A pilot program has been rolled out in Christchurch which sees the first time Community Magistrates sit in the South Island.
The program, welcomes by Justice and Courts Minister Amy Adams, will run for two months and is part of the work of the Christchurch Justice and Emergency Services Precinct project to test new ways of working to benefit the justice system.
During the pilot, Community Magistrates from Auckland will sit for three days a week across three timeslots. There are 16 Community Magistrates who sit in the Northland, Auckland, Manukau, Bay of Plenty, Hawke’s Bay, Gisborne, Wairoa, New Plymouth and Whanganui courts.
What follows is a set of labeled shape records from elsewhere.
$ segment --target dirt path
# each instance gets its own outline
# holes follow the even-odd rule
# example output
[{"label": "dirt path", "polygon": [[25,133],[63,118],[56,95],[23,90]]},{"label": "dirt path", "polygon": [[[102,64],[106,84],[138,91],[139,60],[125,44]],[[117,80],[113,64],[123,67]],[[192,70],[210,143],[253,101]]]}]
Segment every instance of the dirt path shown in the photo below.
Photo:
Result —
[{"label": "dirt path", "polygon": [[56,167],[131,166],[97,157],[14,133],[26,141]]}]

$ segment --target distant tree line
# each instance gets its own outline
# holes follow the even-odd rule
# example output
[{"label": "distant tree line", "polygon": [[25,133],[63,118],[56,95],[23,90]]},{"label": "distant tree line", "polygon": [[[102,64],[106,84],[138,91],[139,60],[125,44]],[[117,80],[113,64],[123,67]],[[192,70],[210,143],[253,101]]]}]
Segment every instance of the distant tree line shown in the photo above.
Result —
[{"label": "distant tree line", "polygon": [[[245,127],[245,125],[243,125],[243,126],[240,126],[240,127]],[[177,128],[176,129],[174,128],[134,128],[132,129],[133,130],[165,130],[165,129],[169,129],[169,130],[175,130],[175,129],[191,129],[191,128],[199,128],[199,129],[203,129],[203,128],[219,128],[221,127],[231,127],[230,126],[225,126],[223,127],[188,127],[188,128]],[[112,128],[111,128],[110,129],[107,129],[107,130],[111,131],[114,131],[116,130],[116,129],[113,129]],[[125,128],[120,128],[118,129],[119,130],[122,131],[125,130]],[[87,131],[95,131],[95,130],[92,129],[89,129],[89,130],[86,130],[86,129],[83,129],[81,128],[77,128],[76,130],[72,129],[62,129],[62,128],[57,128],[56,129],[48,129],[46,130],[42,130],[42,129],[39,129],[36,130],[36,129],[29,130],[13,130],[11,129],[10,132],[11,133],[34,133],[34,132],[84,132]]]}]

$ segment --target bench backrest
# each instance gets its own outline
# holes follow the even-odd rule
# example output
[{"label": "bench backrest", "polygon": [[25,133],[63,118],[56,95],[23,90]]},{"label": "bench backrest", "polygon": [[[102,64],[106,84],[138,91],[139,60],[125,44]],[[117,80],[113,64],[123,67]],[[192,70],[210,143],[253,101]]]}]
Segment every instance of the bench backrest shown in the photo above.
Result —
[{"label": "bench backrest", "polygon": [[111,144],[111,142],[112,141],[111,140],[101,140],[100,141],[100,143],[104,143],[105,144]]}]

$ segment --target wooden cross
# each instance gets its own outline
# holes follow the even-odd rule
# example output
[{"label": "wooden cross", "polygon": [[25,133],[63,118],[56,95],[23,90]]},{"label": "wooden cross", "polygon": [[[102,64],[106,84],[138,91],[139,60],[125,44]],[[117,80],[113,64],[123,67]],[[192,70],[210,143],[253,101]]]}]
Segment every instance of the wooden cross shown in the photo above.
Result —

“Community Magistrates will bring benefits to the Christchurch courts by freeing up District Court Judges to deal with serious offending, prioritising arrest cases and reducing waiting times for court users,” says Minister Adams.
“The building of the new precinct has presented an opportunity to run the pilot programme and see if it is effective at improving court scheduling and giving a better experience to our court users in Christchurch,” she adds.
Community Magistrates are an important component of the District Court and deal with a wide range of less serious cases in the District Court’s criminal jurisdiction, the Minister’s office notes.
They may deal with offences punishable by a fine of up to $40,000, and may sentence offenders who plead guilty to an offence punishable by up to three months’ imprisonment.
“Judicial Justices of the Peace remain important to the work that the courts do and will continue to work in Christchurch alongside the Community Magistrates,” says Adams.